Les modèles traditionnels de l’entreprise

Le modèle néoclassique en donne une vision assez réductrice. Elle est une boîte noire dont le seul objet est de maximiser son profit. Elle y arrive en optimisant sa fonction de production. Elle transforme des facteurs de production et du capital en produits. Elle écoule ses produits au prix de marché (sauf si elle est en situation de monopole ou d’oligopole).

Le risque, s’il existe, est probabilisable, donc assurable, et il peut être assimilable à un coût frictionnel.

Cette conceptualisation suppose que l’entité peut être assimilée à un individu unique – l’entrepreneur –, qu’il est aussi informé qu’on peut l’être, que sa capacité de calcul et d’optimisation est infinie, et enfin qu’il n’est animé que par la maximisation du profit.
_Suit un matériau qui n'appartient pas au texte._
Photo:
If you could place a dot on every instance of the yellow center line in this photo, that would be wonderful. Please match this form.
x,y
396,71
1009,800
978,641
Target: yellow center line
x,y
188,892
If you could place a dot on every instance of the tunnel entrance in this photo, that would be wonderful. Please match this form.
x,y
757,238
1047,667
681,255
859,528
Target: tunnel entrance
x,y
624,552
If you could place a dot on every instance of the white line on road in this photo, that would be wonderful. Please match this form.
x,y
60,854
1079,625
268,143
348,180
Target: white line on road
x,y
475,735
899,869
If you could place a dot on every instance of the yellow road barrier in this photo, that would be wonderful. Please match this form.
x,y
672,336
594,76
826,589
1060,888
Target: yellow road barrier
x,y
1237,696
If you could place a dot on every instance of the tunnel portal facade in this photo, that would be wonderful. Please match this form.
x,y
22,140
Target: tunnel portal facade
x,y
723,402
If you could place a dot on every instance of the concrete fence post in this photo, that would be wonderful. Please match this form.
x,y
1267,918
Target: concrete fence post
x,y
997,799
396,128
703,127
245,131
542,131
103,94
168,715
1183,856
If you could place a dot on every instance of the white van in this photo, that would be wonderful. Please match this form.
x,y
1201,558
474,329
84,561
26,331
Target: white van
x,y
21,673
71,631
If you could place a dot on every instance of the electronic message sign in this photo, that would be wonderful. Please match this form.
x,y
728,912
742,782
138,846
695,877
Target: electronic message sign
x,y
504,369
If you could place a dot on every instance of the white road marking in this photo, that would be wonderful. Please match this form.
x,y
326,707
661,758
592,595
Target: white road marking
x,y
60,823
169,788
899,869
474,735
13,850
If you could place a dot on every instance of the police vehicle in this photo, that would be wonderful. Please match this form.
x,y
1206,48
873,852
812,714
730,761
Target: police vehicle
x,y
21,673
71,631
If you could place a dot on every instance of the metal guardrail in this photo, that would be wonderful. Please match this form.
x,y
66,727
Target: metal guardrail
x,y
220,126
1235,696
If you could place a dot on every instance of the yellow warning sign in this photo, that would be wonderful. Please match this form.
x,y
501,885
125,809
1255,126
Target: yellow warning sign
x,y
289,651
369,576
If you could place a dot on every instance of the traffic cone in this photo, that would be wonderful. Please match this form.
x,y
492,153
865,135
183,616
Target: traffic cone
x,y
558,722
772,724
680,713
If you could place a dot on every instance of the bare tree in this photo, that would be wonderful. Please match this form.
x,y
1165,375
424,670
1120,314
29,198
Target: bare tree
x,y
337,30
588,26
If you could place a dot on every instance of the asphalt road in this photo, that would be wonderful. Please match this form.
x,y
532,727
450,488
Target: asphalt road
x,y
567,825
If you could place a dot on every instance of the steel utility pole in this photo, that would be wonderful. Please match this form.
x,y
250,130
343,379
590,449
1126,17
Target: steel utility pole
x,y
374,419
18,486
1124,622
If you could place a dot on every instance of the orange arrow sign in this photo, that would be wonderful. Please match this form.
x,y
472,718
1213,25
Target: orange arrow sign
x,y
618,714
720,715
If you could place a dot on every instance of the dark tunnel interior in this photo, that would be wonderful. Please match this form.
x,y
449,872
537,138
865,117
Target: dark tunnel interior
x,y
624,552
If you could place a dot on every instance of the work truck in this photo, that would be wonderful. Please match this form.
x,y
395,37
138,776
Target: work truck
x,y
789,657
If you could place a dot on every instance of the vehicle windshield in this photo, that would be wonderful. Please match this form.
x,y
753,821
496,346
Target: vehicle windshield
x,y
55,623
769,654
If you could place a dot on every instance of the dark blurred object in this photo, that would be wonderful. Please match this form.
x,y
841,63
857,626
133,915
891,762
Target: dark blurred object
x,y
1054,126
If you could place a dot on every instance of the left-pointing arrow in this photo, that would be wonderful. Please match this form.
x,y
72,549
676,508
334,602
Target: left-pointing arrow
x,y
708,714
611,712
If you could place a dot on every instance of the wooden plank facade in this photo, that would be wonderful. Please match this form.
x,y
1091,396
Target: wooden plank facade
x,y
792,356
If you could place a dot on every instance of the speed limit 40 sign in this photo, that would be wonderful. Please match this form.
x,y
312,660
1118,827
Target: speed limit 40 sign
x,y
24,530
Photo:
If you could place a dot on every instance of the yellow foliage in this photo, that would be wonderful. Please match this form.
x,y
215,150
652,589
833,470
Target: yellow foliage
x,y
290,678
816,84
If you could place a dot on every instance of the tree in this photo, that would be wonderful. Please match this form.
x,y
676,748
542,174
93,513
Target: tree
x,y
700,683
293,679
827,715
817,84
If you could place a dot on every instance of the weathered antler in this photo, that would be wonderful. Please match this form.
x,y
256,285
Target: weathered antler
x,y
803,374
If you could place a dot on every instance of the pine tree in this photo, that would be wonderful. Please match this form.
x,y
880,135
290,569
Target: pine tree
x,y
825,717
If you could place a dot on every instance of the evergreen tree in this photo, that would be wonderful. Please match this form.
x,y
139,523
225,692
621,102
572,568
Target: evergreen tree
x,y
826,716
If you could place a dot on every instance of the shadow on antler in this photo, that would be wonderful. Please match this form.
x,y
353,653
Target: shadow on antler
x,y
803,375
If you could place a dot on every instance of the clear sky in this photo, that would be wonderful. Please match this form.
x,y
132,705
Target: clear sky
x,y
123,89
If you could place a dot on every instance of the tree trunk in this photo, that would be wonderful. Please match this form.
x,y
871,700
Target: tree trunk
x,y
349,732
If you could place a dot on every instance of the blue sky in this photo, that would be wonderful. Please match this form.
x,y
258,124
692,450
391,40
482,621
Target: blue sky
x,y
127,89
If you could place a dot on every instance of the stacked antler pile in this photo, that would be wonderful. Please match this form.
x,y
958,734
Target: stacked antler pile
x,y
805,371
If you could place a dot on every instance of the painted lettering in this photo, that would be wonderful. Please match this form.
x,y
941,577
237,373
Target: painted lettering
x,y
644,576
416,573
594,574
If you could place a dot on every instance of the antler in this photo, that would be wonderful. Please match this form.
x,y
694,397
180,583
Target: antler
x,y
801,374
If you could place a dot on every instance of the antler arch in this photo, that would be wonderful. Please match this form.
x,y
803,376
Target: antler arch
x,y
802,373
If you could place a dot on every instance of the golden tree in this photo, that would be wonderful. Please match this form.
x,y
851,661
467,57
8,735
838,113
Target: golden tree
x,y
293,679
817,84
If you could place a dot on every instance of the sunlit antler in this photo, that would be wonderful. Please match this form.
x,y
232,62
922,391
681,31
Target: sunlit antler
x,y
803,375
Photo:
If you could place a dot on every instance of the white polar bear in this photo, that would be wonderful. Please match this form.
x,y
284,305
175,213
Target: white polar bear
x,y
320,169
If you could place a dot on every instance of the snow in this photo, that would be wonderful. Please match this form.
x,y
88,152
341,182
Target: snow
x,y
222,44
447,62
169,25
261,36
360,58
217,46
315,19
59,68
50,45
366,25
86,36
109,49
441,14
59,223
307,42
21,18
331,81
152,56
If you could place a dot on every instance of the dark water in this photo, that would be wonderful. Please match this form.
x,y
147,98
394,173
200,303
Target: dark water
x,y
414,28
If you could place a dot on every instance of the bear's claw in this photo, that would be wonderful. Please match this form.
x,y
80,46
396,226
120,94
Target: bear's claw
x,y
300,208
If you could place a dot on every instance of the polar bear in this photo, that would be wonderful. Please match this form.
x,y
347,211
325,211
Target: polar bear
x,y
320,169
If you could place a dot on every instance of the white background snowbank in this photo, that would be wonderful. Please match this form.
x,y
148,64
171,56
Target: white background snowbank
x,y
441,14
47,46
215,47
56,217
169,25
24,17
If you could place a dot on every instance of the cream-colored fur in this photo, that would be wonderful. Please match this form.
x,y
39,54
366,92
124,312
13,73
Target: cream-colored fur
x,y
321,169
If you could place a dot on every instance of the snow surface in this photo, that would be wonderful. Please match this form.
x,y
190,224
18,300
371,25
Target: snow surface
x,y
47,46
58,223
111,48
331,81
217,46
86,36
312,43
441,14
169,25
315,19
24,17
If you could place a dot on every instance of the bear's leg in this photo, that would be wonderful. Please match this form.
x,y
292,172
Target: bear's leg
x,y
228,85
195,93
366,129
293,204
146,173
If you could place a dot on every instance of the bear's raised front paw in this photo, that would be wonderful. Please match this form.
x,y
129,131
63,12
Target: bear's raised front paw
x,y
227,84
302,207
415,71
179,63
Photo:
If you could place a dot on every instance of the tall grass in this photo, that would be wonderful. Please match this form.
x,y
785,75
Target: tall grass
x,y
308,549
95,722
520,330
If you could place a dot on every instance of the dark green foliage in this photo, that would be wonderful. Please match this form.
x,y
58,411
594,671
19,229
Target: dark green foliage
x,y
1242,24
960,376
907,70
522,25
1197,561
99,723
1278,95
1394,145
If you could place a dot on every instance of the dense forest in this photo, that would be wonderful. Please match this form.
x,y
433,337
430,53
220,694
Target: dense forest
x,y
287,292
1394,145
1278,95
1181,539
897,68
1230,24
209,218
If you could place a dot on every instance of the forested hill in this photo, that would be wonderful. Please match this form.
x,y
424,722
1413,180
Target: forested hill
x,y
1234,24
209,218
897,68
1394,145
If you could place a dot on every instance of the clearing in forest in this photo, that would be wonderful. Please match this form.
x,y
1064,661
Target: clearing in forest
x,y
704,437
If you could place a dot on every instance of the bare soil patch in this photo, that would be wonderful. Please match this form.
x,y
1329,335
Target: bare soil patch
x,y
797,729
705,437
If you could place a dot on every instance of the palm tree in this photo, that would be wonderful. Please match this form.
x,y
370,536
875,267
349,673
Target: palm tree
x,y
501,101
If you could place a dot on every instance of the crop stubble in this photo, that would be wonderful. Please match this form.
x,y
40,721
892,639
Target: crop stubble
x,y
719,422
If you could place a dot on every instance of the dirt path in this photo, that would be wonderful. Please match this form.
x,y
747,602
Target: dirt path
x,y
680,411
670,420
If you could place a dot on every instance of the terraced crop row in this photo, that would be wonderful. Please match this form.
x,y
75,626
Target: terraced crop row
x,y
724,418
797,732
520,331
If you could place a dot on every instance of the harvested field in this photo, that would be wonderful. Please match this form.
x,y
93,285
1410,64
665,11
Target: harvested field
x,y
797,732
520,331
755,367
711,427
Cette représentation a été critiquée pour son manque de réalisme. Toutefois elle continue à avoir des défenseurs qui affirment qu’elle est largement suffisante pour comprendre le fonctionnement des marchés et déterminer des politiques économiques.

Une autre argumentation plus subtile est celle de Friedman. Celui-ci, à la suite d’Alchian et Enke, explique que les entreprises qui suivent le type idéal – c’est-à-dire celles qui sont totalement tendues vers le profit maximal et qui ont les meilleures capacités d’information et de calcul – se développent et évincent progressivement les entreprises moins efficaces. Le modèle est donc à la fois normatif et descriptif dans le long terme. Friedman tire la conclusion qu’on peut faire comme si (« as if ») il n’existait que ce type d’entreprise.

Tous les détracteurs de cette argumentation n’ont pas été convaincus. Ils affirment que le darwinisme implicite dans l’argumentation de Friedman n’est pas déterministe et qu’il n’exclut pas une multitude de formes qui ne sont pas nécessairement optimales. La remarque souvent citée est celle attribuée à Stephen J. Gould que le tournesol aurait été encore mieux adapté s’il avait développé des pieds pour sortir de l’ombre des grands arbres. En outre, ils contestent qu’un comportement optimal unique existe, et qu’il reste optimal en toutes circonstances. Ces doutes ont donné lieu à de nouvelles approches à partir du milieu du xx e siècle que l’on regroupera dans l’ensemble dit « modèle néo-institutionnel91 ».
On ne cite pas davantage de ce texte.